Grocery delivery is a competitive business. However, Walmart, Amazon and Instacart aren’t the only players battling for a stake of this thriving market. Now there’s an alternative designed to help the smaller grocery store competing with the bigger names in the space. Small Business Trends spoke with Marc Gorlin, Founder and CEO of Roadie to find out more.
Roadie Delivery Service
He told us this self described “app-based community” was founded on two of the principles that make America great—innovation and hospitality.
“Roadie was founded on the southern notion of neighbors helping neighbors,” Gorlin said. “It’s a new crowdsourced delivery model that leverages existing resources.”
Great Business Ideas
Like a lot of other great business ideas, Gorlin saw a need and a way to fill it.
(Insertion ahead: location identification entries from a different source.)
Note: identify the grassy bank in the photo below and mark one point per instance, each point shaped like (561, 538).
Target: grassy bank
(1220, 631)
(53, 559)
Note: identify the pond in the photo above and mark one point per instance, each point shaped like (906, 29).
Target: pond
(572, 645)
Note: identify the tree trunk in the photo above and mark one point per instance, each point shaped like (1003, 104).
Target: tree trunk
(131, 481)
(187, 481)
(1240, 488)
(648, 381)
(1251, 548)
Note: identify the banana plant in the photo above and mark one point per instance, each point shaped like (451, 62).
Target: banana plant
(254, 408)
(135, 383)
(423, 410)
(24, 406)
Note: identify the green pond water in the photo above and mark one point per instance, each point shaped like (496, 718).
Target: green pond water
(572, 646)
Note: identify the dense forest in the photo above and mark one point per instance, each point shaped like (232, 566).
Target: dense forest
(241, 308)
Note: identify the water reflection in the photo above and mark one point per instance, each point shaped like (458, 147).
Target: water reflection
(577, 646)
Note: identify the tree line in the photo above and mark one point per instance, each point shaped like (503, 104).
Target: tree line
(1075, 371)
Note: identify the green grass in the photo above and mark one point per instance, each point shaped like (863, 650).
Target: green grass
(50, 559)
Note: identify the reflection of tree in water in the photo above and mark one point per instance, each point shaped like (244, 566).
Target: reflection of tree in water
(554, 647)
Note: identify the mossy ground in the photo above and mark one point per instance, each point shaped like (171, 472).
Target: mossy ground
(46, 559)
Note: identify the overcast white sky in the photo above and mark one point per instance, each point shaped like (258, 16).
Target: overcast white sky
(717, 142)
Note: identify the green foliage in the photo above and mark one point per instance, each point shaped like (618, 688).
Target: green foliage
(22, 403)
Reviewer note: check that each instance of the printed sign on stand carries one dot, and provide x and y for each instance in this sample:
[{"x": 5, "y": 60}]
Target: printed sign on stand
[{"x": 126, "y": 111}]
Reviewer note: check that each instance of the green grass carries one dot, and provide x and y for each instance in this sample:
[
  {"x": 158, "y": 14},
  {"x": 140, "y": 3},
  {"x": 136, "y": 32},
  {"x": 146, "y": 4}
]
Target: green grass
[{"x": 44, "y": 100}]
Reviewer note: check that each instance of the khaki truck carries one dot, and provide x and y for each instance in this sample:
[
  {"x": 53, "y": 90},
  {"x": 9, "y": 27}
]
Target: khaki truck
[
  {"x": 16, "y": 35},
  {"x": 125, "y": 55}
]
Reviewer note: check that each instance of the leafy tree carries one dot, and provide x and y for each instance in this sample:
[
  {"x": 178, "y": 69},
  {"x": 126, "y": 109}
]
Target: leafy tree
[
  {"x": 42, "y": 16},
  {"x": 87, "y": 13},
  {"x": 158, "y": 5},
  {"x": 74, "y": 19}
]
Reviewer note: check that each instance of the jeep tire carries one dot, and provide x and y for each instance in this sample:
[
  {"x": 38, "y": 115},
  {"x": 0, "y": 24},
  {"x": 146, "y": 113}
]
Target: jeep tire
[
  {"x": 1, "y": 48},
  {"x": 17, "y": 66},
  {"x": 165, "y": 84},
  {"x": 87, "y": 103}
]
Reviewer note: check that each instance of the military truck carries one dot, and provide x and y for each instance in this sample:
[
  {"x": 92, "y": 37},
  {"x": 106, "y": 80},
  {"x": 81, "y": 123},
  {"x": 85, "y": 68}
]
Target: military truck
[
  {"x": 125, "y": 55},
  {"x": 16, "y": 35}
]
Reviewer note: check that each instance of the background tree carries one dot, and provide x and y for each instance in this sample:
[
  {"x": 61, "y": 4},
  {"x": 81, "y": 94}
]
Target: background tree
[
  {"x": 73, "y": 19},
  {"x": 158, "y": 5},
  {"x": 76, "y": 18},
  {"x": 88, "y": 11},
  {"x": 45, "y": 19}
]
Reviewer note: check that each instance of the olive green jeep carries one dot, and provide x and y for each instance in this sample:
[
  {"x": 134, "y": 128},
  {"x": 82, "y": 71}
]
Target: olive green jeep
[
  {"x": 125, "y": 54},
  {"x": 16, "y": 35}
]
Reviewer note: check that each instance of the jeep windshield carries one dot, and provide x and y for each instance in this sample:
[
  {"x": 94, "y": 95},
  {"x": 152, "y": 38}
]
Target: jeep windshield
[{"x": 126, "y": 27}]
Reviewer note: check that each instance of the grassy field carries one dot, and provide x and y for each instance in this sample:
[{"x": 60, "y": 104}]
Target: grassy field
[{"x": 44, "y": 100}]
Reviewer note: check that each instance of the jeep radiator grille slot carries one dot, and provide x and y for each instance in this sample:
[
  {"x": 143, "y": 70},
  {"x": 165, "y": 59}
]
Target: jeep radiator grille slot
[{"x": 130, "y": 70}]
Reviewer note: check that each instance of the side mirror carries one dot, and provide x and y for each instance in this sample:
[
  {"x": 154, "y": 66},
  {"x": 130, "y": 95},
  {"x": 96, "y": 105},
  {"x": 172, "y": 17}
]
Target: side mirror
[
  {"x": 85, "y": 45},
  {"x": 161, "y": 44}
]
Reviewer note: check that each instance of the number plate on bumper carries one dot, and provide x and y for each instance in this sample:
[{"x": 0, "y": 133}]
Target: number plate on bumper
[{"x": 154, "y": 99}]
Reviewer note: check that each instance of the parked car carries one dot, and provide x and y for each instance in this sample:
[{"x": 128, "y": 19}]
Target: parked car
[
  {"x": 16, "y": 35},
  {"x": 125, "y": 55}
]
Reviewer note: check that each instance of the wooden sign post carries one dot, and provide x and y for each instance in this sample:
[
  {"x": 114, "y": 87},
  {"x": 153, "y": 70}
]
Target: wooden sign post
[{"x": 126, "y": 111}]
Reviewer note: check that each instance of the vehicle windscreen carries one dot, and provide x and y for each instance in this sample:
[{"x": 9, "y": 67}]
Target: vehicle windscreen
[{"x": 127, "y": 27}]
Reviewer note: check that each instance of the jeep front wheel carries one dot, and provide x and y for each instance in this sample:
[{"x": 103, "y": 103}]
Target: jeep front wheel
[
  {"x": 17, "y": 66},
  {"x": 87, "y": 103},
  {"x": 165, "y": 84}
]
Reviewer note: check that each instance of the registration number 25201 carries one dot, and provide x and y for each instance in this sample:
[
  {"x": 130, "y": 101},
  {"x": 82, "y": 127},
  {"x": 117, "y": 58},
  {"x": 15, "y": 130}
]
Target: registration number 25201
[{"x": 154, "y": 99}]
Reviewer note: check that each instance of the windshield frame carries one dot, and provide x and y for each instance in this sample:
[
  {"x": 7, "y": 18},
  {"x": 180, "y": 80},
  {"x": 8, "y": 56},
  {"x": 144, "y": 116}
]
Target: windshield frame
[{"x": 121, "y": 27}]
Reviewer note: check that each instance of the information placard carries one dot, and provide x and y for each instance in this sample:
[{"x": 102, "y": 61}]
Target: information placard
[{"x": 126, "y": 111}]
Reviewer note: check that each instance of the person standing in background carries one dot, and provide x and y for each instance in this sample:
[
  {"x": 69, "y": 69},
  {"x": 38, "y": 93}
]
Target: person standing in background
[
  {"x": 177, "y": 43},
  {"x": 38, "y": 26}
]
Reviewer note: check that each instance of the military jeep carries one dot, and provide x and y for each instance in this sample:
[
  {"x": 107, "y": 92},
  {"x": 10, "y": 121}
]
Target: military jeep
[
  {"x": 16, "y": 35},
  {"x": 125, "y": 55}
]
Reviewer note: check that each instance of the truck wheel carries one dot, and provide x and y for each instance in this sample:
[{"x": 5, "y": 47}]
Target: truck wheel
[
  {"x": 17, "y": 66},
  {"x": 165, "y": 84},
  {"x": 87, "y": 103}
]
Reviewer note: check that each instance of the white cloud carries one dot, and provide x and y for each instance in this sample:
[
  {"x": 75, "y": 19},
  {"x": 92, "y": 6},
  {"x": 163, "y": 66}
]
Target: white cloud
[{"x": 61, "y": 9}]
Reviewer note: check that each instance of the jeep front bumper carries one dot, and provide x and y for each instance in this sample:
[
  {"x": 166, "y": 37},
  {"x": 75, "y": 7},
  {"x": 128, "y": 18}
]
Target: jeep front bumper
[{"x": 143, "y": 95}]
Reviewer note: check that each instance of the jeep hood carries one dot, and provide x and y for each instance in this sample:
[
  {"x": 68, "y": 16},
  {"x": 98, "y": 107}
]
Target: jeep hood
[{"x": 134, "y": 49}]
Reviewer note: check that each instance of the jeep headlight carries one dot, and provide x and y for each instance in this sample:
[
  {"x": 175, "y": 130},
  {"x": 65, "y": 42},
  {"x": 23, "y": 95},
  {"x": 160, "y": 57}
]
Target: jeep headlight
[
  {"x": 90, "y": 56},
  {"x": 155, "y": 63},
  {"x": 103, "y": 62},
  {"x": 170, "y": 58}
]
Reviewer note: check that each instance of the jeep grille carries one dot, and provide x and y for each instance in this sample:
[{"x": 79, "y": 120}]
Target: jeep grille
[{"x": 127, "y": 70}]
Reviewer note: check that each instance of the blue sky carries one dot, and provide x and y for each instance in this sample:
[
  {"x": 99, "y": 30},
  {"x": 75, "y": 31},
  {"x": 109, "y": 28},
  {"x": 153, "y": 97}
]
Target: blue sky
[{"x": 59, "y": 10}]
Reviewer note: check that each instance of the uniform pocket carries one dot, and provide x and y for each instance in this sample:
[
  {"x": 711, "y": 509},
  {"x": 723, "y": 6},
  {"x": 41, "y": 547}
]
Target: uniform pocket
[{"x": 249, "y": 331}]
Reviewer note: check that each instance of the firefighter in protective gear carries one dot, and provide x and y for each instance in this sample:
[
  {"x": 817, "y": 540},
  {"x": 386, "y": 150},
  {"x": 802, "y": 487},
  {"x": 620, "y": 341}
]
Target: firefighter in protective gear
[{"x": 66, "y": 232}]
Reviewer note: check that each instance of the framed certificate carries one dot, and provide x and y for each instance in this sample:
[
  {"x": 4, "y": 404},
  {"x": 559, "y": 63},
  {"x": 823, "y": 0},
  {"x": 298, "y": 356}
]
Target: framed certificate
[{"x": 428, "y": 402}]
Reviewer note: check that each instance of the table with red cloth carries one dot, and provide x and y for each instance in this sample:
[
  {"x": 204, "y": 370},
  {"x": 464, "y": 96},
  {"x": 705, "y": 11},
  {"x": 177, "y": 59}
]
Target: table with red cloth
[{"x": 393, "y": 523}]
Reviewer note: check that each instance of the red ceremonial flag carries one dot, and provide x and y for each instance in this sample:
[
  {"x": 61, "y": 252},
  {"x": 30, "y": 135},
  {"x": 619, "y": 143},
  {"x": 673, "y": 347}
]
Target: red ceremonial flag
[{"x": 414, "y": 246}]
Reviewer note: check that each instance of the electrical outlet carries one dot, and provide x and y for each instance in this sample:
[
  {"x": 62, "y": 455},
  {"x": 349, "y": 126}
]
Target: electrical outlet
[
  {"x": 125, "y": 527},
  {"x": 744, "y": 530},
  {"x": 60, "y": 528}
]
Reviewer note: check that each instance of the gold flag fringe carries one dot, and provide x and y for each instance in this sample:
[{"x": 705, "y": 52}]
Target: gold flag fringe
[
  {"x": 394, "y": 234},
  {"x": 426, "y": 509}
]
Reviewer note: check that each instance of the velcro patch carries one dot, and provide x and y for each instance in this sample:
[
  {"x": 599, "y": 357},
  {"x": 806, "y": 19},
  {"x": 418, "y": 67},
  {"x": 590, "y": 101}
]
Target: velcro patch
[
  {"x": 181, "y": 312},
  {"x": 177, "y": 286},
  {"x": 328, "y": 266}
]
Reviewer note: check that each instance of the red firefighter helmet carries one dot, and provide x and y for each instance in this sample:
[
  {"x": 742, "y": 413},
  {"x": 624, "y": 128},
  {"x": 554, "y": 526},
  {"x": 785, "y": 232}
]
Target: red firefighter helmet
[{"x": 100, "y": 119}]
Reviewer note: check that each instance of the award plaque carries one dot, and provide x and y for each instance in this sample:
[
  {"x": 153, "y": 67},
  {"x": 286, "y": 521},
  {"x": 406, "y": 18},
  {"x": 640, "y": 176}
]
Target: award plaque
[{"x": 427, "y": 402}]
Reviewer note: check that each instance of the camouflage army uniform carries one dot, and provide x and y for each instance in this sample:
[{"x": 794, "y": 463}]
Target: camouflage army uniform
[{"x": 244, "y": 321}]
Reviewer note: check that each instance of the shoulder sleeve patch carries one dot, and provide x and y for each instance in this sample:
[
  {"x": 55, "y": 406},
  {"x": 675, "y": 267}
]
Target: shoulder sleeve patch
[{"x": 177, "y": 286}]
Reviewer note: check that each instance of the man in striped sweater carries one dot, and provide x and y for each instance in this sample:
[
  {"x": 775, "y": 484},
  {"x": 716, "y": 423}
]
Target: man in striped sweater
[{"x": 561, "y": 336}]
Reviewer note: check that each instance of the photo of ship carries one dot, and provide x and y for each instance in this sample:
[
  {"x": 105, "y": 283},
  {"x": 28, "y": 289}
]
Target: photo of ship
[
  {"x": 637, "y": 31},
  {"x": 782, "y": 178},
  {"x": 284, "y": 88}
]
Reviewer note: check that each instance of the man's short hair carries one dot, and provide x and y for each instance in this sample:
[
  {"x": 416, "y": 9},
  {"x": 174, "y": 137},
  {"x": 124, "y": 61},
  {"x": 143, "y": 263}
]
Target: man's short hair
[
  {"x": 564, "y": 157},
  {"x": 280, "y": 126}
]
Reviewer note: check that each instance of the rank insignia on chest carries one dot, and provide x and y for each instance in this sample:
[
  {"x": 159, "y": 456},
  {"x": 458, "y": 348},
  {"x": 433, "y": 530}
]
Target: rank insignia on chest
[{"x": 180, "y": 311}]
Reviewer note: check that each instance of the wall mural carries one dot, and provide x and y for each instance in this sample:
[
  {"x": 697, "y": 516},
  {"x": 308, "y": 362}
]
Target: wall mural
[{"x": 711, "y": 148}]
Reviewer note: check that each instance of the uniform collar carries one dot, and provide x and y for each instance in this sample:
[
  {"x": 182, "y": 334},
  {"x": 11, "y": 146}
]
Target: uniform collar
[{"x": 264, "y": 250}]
When he needed some warehouse custom tile to complete a bathroom renovation, a notion for a great practical way to get them same day occurred to him.
“I started to think, there’s always someone going somewhere, surely someone who was already headed in that direction would be willing to transport a couple boxes of tile,” he said. “Roadie was created to unlock this massive, untapped resource to create convenient, inexpensive delivery solutions for consumers and businesses.”
The Right Direction
Those resources are in fact the unused spaces in vehicles from drivers already on the road—whether they be local commuters, customers or even employees en route from one store to another. In short, Roadie matches small businesses shipping things with drivers already going in the right direction.
Smaller retailers and grocery stores are challenged to meet client expectations of no cost same-day and next-day delivery. Roadie is a way to fight back against the low-cost shipping offerings of Instacart and Amazon by supplying delivery with no contracts, daily, or mileage minimums.
There are some other big advantages to small businesses.
“The Roadie model empowers retailers to ramp up service in new markets almost instantly and to quickly scale up by adding employees, customers and other nearby drivers to the platform,” says Gorlin.
Roadie’s on-the-way delivery model is more effective than on-demand since most of these courier-style delivery providers labor under higher fixed costs, smaller geographic areas they work in and package size restrictions.
This app that specializes in fragile and oversized deliveries has been making a dent too. According to data supplied by Gorlin, Roadie has already made deliveries to over 9,000 cities across the country. There’s a dashboard where you can track deliveries in real time and provide customer notifications upon delivery.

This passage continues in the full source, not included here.